Last Menstrual Period
Conception usually occurs around 11-21 days after the first day of the last period of a woman who has a regular period. The estimation of conception date is based on this, but is rarely ever exact since it is difficult to know exactly when ovulation occurs. Estimating conception date can also be more difficult for women who have irregular periods, or for those who don't remember the first day of their last period. In cases like these, one of the more accurate ways to estimate gestational age is through the use of an ultrasound.
An estimated due date, usually based on a sonogram, is typically obtained from a healthcare provider during a prenatal visit. Based on this due date, a range of possible conception dates can be calculated.
An ultrasound, on a basic level, uses sound waves to create images of internal body structures.
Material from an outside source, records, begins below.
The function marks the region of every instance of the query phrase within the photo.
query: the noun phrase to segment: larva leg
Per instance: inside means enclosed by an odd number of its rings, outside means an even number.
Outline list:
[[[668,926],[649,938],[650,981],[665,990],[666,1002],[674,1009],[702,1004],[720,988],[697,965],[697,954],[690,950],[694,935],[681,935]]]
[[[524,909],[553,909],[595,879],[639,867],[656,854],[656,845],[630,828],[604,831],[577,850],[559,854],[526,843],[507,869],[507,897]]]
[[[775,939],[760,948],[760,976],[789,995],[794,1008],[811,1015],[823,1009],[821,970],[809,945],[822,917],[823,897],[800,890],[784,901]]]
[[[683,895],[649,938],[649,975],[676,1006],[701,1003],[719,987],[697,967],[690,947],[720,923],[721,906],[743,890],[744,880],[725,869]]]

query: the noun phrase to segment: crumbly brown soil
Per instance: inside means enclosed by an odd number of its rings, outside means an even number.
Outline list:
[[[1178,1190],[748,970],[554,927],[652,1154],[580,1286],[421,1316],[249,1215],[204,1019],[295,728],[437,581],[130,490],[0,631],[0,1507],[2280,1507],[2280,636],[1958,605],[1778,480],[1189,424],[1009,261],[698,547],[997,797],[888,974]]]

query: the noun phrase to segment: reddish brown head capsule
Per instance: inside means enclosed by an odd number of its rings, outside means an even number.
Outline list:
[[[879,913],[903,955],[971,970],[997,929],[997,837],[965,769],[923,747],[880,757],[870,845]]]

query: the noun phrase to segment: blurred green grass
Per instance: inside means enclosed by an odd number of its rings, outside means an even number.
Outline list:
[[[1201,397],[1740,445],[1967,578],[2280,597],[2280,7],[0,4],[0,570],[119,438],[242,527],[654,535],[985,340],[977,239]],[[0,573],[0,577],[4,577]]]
An ultrasound used in the context of examining the progress of the fetus in pregnant women is referred to as an "obstetric ultrasound." This is done in real-time and is a fairly standard procedure that is part of prenatal care in many countries, as it can provide information about the health of the mother and embryo/fetus, as well as the overall progress and timing of the pregnancy. Ultrasounds can be used to measure a fetus as early as five or six weeks following the mother's last menstrual period. It is a more accurate measure in early pregnancy than it is in later stages. Ultrasound can be used in conjunction with estimates based on the last menstrual period to determine a more accurate gestational age.
Fertilization, Conception, and Pregnancy
Fertilization and conception are terms that are often used interchangeably. This calculator uses the medical and scientific definition of the terms. Fertilization occurs when the sperm and the egg combine in the fallopian tube, producing a fertilized egg, and beginning the process in which an embryo develops.
Conception refers to the process of becoming pregnant, which scientifically involves both fertilization as well as implantation into the wall of the uterus. On the state level (in the U.S.) there is some confusion between the use of the terms conception and fertilization due to differences in the definitions used. In some cases, a woman is considered pregnant after fertilization, but this is not in line with well-established scientific and medical definitions. The long-standing view of those in the medical profession, as well as federal policy (in the U.S.) considers a woman pregnant when a fertilized egg has implanted into the wall of her uterus. When this has occurred, the woman is said to have conceived. In other words, conception, medically and scientifically, requires both fertilization and implantation, and a woman is not considered pregnant until both have occurred.